Covering horsetail has no effect, I'm afraid - it'll just run along to where there is light. Your best bet is to use a glyphosate-based weedkiller (glyphosate is non-residual, and inactivated completely on contact with the ground), crushing the horsetail first so it absorbs the weedkiller; it's also an idea to add a drop of washing-up liquid to the weedkiller. This won't get rid of it all, but will shift a significant amount. The rest can either be treated again, or you can keep pulling it up when you see it.

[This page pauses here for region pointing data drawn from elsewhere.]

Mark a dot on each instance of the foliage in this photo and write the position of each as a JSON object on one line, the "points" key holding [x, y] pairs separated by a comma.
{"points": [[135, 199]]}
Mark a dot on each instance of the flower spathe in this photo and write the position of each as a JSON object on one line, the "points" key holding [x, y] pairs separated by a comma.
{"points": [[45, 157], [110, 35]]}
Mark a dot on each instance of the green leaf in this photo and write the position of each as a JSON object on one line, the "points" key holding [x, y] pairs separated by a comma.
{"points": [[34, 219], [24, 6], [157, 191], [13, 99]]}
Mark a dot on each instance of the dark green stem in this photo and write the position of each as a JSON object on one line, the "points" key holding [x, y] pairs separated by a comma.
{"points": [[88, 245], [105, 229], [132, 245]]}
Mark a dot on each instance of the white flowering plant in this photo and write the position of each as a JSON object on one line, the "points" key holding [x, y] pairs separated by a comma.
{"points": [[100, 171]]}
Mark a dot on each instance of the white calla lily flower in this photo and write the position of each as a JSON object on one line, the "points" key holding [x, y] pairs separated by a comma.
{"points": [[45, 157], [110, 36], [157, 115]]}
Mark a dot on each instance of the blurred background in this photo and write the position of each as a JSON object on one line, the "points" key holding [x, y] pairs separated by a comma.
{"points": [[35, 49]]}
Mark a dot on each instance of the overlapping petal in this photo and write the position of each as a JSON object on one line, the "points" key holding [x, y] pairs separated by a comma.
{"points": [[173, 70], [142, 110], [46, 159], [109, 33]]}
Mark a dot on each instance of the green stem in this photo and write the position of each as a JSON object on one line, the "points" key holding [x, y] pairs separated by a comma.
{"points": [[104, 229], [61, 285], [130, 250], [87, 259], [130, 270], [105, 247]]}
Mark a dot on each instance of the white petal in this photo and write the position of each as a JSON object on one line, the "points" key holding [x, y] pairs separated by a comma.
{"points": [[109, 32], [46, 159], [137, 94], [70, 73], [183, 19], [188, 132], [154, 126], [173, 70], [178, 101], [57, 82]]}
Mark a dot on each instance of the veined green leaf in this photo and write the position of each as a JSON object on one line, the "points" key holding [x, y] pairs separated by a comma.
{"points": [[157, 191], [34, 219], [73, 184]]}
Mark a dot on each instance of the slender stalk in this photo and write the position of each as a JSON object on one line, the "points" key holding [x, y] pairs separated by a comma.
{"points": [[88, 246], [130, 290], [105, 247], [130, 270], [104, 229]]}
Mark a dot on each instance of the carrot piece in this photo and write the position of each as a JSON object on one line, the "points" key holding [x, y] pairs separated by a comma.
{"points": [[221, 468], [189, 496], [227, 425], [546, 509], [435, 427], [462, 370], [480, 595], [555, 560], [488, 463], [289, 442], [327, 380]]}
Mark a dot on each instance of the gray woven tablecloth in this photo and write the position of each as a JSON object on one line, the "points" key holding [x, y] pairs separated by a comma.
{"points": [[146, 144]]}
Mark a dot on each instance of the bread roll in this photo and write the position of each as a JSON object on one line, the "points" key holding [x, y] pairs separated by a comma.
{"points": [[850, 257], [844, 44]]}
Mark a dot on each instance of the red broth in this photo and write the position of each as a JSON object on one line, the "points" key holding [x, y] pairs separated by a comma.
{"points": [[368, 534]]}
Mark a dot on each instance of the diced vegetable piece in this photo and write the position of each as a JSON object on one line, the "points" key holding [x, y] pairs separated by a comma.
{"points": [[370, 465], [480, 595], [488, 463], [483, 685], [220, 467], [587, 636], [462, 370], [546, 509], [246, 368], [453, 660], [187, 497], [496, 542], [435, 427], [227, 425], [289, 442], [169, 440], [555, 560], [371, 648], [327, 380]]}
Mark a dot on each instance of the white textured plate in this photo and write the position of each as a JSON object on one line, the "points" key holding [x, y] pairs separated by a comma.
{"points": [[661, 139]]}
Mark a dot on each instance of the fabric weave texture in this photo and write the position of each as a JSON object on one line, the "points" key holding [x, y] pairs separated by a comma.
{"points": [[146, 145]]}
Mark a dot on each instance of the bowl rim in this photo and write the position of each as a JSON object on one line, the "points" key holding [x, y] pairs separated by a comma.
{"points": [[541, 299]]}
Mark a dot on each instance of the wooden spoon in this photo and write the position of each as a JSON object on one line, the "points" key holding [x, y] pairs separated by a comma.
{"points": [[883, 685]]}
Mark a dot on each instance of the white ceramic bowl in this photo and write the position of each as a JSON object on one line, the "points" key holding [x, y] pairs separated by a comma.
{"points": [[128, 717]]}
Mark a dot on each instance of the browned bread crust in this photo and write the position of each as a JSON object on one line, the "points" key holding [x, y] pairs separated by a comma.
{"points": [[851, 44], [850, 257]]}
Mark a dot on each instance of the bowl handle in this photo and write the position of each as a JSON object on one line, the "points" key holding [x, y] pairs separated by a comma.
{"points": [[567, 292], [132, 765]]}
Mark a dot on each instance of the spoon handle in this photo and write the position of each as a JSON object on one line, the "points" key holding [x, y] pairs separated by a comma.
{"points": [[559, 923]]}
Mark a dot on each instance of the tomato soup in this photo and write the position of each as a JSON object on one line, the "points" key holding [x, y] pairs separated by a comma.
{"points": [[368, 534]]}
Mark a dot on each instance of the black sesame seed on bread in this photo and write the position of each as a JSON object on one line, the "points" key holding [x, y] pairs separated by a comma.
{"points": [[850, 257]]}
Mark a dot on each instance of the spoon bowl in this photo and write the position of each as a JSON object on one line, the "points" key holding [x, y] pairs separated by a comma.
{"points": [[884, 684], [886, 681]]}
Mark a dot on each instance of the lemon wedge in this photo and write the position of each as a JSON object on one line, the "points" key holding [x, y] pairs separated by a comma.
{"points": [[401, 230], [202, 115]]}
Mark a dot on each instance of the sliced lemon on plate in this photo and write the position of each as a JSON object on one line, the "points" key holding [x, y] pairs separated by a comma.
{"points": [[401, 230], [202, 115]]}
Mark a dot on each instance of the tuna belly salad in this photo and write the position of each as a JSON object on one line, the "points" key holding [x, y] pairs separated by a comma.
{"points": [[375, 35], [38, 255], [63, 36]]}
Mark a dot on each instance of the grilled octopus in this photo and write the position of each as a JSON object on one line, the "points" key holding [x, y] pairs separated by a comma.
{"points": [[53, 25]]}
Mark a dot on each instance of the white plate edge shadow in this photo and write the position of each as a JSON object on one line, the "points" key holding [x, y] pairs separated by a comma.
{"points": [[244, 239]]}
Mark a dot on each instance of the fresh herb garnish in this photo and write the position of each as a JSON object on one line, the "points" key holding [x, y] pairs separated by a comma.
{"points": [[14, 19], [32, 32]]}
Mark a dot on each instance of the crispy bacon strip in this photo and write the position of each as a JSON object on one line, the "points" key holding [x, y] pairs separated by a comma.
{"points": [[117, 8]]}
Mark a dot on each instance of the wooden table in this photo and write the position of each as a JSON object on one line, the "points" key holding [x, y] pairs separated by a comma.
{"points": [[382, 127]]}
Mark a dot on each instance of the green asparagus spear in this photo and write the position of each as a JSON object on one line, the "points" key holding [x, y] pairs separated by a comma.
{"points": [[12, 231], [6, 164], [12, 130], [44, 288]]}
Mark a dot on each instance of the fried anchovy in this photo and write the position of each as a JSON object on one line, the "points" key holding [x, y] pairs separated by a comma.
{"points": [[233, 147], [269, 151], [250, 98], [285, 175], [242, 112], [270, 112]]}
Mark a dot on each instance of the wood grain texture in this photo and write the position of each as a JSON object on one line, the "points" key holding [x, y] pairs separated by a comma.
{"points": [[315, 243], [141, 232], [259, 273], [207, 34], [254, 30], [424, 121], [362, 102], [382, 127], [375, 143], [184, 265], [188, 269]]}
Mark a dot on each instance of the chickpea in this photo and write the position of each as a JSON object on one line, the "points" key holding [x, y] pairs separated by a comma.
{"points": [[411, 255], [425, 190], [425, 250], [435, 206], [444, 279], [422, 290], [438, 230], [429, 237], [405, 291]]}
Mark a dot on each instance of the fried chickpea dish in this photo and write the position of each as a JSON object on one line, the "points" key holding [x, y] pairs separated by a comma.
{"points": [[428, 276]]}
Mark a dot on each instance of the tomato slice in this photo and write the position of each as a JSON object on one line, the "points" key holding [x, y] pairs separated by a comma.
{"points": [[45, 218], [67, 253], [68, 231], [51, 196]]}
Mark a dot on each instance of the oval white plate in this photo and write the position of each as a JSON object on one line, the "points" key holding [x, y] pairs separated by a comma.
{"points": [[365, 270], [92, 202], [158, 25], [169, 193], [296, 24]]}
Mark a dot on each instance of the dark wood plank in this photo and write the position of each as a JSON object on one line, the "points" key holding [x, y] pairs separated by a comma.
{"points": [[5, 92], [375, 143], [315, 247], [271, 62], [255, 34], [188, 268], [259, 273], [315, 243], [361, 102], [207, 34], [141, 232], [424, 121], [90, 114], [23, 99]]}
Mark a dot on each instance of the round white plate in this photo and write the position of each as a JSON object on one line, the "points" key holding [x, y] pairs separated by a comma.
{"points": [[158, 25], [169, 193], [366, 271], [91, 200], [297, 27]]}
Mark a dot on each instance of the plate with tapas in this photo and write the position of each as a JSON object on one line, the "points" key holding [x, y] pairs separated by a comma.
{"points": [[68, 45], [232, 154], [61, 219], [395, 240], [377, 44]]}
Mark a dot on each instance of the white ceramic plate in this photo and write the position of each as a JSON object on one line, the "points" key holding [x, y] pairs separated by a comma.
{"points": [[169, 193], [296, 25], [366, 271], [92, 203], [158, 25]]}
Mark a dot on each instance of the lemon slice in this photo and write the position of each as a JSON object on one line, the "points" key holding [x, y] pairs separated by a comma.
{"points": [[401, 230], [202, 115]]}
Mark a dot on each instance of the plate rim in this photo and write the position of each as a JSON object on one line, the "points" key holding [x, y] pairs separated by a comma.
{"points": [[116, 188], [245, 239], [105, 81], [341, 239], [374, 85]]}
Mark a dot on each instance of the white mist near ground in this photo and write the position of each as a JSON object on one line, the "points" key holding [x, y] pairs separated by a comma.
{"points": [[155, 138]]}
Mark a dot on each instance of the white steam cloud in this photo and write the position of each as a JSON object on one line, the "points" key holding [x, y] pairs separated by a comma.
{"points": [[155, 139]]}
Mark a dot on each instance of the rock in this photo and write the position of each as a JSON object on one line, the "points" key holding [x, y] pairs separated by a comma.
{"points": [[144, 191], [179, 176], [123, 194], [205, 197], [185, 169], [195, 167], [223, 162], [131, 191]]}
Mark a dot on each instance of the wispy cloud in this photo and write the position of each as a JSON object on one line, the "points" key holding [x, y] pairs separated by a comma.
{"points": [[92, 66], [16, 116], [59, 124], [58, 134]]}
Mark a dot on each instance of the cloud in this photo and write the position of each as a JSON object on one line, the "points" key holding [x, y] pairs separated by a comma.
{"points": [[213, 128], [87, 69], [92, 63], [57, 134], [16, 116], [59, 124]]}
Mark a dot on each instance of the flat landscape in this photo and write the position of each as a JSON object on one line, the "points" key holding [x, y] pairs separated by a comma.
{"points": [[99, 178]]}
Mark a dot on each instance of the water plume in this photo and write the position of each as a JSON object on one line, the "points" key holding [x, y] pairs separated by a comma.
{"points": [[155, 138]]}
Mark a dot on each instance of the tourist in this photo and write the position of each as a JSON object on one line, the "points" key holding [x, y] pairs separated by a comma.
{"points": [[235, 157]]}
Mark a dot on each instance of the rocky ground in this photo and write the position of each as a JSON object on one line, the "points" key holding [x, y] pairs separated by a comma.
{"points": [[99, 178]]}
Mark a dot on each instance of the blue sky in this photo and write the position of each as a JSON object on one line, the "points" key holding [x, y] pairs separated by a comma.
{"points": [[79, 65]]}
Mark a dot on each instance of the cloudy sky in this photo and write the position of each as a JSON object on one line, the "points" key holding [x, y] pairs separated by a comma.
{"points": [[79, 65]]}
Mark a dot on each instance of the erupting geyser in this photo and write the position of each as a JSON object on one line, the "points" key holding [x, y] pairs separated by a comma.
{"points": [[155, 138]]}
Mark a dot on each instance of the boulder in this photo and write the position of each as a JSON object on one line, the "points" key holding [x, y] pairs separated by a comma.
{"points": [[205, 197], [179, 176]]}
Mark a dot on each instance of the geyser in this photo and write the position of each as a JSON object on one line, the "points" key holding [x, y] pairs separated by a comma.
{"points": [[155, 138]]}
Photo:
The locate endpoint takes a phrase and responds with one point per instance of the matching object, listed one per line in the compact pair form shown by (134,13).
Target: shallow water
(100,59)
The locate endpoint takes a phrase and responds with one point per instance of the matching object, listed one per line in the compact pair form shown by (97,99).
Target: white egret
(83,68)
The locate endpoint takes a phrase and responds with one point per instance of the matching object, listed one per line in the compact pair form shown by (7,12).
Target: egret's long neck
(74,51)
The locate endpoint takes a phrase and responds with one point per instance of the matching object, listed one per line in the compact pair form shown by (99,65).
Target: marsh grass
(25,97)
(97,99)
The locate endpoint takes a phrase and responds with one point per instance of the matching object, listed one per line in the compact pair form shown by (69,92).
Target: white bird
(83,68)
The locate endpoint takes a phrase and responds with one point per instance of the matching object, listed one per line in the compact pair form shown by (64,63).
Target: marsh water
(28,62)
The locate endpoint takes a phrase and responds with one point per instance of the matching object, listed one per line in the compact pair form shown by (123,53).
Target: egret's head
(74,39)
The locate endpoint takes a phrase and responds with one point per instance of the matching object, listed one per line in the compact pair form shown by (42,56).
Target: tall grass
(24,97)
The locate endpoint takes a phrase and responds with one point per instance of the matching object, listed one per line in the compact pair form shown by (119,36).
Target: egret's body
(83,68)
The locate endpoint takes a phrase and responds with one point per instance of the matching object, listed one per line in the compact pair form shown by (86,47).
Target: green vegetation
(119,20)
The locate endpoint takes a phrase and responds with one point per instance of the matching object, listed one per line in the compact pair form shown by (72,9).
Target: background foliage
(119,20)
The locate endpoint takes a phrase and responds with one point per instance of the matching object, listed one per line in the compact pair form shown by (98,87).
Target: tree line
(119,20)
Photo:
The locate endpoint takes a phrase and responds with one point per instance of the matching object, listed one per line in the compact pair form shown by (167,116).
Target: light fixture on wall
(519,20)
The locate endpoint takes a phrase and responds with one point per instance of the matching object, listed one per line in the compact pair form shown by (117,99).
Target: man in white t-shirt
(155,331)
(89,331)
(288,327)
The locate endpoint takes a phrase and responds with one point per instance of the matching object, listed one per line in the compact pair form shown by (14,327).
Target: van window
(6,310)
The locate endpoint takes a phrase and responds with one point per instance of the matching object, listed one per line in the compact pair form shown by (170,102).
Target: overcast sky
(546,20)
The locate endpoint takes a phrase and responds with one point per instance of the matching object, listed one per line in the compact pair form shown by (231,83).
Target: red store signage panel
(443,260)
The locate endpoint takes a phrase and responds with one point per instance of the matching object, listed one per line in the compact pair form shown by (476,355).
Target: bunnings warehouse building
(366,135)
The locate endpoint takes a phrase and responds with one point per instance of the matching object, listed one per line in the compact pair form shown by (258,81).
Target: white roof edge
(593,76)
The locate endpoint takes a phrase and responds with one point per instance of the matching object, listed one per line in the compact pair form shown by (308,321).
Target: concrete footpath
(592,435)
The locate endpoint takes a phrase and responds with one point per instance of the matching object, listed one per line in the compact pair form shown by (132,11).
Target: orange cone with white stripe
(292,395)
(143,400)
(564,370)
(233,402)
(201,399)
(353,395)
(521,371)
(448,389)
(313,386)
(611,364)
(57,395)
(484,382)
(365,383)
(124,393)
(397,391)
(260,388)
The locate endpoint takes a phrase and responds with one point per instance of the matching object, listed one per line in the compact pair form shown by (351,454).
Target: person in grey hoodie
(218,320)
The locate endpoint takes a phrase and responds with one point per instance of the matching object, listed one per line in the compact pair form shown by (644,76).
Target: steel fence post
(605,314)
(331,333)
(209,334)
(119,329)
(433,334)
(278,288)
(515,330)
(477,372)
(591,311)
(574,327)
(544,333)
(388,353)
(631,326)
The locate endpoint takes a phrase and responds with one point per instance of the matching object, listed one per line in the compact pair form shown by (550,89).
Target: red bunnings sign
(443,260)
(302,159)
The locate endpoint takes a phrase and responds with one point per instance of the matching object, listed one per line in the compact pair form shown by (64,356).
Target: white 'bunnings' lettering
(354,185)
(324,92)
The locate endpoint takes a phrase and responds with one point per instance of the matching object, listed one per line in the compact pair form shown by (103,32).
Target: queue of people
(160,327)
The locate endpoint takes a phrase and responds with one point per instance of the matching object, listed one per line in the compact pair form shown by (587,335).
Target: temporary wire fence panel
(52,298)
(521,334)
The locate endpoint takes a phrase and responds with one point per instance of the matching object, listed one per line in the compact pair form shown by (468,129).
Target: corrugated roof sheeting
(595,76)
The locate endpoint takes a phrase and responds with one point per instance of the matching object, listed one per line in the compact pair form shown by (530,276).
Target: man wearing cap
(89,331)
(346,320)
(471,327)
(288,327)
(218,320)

I must agree whole heartedly with Elizabeth. after all what is a weed? mostly a wild flower in the wrong place. What a beautiful sight is a field of dandylion clocks or a lawn of pretty little daisies all raising their faces to the sun. perhaps those troubled with rabbits should plant a thick swathe of dandylions as a companion crop so that, by the time the rabbits have eaten all the dandylions, they won't want to eat your precious flowers and veg. and dandylion is a much better way to spell it.
I keep removing the yellow dandelion heads, the plants get weaker & weaker and easier to remove, without making my grass [in my own mind - the lawn!] look like a golf course!
Dandelions especially can be treated with approx 1/4 teaspoon of salt placed in the centre in dry weather (and best when it will be dry for a couple/few days). The grains then filter down into the soil, killing the whole root. Reapplication may be required. Salt is poisenous in the garden.